Surgery for Distant Metastatic Melanoma Improves Survival

The results of surgical treatment of stage IV melanoma patients have improved considerably over the past two decades. This is not just the result of better or less invasive operations. The tumor marker S-100B has a modest 50 % positive predictive value but can draw attention to a silent distant metastasis.1 Considerable credit goes to the nuclear medicine physicians. ¹⁸F-fluoro-2-deoxy-d-glucose is avidly accumulated in melanoma cells and enables positron emission tomography (PET) to discern metastases as small as 2 mm. Hybrid PET/CT allows surgeons to pinpoint the location of a metastasis and to better plan the operation. Also, PET helps to exclude metastases elsewhere and thus selects the patients with truly limited hematogenous dissemination. As a result, the chance to cure a patient via surgery has improved, and fewer patients undergo a procedure from which they do not benefit in the end because of small metastases that become evident later on.

Howard et al.2 provide further evidence of the beneficial role of surgery for distant metastases of melanoma. Their study population consisted of 291 patients enrolled in Morton’s phase III Multicenter Selective Lymphadenectomy Trial (MSLT-I) who developed distant metastases. Patients who did not receive treatment for their stage IV melanoma or whose stage IV treatment data were missing were excluded from the study. Survival was better with surgery compared to systemic treatment. The median survival of the patients who received surgery, both as single treatment or in combination with systemic medical treatment, was 15.8 months compared to 6.9 months treated with systemic medical treatment alone; 4-year survival rates were 20.8 and 7.0 %, respectively. The authors concluded that over half of stage IV patients are candidates for distant metastasectomy and that this approach should be undertaken whenever feasible. Strong points of the study are its size and the conscientious follow-up of the patients.

However, the study lacks the scientific soundness of a randomized design; this study thus may have had a selection bias. The authors attempt to control for this hazard by comparing surgical and nonsurgical cohorts, based on M stage, number of distant metastases, number of metastatic sites, and short or long disease-free interval. This approach confirmed the better survival for the surgery-containing regimen, especially for the stage M1a cohort and for the cohort of patients with one metastatic lesion. Power to confirm the survival benefit of the surgery-containing regimens can also be derived from the multivariate analysis, which revealed treatment modality and M stage as significant prognostic factors.

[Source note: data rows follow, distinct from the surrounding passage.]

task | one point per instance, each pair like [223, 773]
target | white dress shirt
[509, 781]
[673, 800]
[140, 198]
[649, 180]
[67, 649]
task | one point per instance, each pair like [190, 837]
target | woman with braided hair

The median survival of 11.6 months in the entire stage IV study group is about twice as long as data in the literature indicate.3 ^, 4 Careful follow-up and optimal treatment in the renowned centers taking part in the MSLT-I may explain this difference. Interesting is the finding that patients who underwent repeat surgery for recurring distant disease did better than those who received only one operation. This observation underlines once more the important role of surgery in stage IV melanoma patients.

Exciting developments in the systemic treatment of stage IV melanoma patients have been reported recently, with the BRAF inhibitor vemurafinib and the monoclonal antibody ipilimumab standing out.5 ^, 6 However, the low complete response rate of these agents (0.9 and 1.6 %, respectively) and the modest increase in survival—only a few months—are not good enough to replace surgery in cases of limited distant disease. Other targeted drugs are being developed, and some are currently being tested in the clinical setting. One can foresee combinations of drugs to come out with preoperative or postoperative addition of various targeted drug-containing regimens.

Because the major limitation the study of Howard et al. is its nonrandomized design, it is appropriate to conduct a randomized study to provide definitive proof. This is why the authors are now examining the efficacy of surgery, with or without postoperative adjuvant bacillus Calmette-Guerin immunotherapy, versus best medical therapy as initial treatment for resectable stage IV melanoma in a prospective phase III international trial. Timing of surgery versus systemic treatment is another important end point of this trial. The development of new and effective drugs—no matter how welcome these are—may prove to be a threat to the proposed study. Because different regimens are used in the various hospitals, the investigators understandably leave systemic treatment at the discretion of medical oncologists. The result may be a plethora of different regimens. If the systemic medical treatment arm turns out to be inferior, one will wonder whether an effective drug regimen was perhaps overshadowed by ineffective systemic therapies. Also, it is likely that a quick succession of additional new drugs will be administered during the study. At the end of the study, I expect the playing field to be different from what it is today, and even different from the foreseeable future. One will wonder what the relevance of the result is if the current systemic treatment comes out on top. However, these considerations should not deter the investigators from carrying on. Here is another chance for Donald Morton to lead the melanoma community to advances in care for future patients.

It has been only 3 years since a distinguished melanoma expert at the World Health Organization melanoma conference in Vienna in 2009 grumbled that “a breakthrough in systemic therapy is not on the horizon.” How different the perspective is today! Now, it is realistic to predict that treatment of stage IV melanoma patients will turn multidisciplinary. The large, multicenter study by Howard et al. clearly underlines the important role of tailored surgery in such a changing treatment paradigm.